When they relocate up on capped honey, they left behind the wintering broodnest that they had been preparing for a couple of months. The pollen and honey at the outsides of the winter nest are now out of reach. But they can make do on vitellogenin stored in the fat bodies for midwinter brood rearing. The point is that the weight of that lower box doesn't count for wintering success. A scale hive generally will not tell you whether or not the lower box got properly backfilled. Eyeball it in October. Feed syrup if necessary.

ZZ:
You are absolutely right about the applicability of the hardiness zone map. Latitude is not relevant for either east or west coastal areas. The inland mountain chains shield the coastal areas from the arctic blasts entering this country in north central US and moving into the quadrant from east to south. PA straddles the mountains and has 3 different zones.
I'm in the outer fringe of 6 and very much like your area in native forage. I can winter in a single deep that is properly backfilled in late fall. and a deep/shallow is a cinch. But the small quarters makes it very easy for the colony to meet swarm requirements in the spring.

Walt


----------



## Michael Bush (Aug 2, 2002)

>I'm planning on leaving three eight frame mediums. What would the weight of that be and would that be enough?

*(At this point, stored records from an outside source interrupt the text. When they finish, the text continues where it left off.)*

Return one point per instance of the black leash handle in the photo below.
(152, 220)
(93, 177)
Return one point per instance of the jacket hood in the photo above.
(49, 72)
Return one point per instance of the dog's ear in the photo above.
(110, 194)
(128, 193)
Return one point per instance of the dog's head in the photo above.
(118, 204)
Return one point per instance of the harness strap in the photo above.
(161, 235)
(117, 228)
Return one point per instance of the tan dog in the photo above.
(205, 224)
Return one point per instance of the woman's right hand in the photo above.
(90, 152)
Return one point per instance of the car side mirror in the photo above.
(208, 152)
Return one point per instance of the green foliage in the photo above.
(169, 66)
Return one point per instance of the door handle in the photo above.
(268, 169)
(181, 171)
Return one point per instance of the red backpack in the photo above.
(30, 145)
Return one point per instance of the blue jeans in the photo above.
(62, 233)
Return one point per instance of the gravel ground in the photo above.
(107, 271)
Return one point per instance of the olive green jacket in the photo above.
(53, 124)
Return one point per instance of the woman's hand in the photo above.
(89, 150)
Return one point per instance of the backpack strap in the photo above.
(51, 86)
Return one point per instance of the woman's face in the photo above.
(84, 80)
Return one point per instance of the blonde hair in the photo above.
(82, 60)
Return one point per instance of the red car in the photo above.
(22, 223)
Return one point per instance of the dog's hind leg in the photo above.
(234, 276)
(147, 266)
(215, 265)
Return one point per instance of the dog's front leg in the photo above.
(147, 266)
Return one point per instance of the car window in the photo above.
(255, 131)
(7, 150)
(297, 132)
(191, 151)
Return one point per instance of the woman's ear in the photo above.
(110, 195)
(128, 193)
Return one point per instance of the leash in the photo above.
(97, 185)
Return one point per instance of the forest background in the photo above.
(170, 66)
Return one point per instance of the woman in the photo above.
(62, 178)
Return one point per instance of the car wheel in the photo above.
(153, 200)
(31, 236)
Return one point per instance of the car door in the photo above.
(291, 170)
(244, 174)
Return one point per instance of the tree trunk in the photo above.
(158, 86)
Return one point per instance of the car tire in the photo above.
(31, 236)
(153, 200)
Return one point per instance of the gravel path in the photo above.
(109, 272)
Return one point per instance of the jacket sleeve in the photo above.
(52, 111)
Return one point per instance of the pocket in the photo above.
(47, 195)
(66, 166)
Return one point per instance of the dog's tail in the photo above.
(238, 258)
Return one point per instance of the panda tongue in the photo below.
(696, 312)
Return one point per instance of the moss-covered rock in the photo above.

That would be equivalent to the norm for you location. A deep and a shallow is typical. You'd have that same volume.

80 to 100 pounds total weight (not food, but everything except the bricks on top) would be a good weight for that going into your winter, but locals could give a better estimate.


----------



## af_newbie (Feb 9, 2011)

Konrad said:


> I use 4 sheets of 1" Styrofoam...think have used some heavier one's in the past but not needed, put into a garbage bag, the front has two slots for bottom and top entrance, these I extend with a slotted 2X4 . Yes, tie the sides together with strings, I have a 3rd. empty box on top and put in some insulation also. The side sheets I make long enough to cover about 1/2 of the the 3rd. box.
> Top entrance will be your notch in the hive cover, you still need air circulation in winter. Make sure you tilt
> the hive slightly forward so condensation can run forward and down,....and not on top of bees, this can be death to a colony.
> Some guy's just use cardboard from a box or roofing paper. The bee supply store sells hive covers....not sure what they look like but they work.


Konrad,

I like the idea of an empty box with insulation boards.

You used 4" styrofoam on walls and 9.5" in the ceiling (empty box), right?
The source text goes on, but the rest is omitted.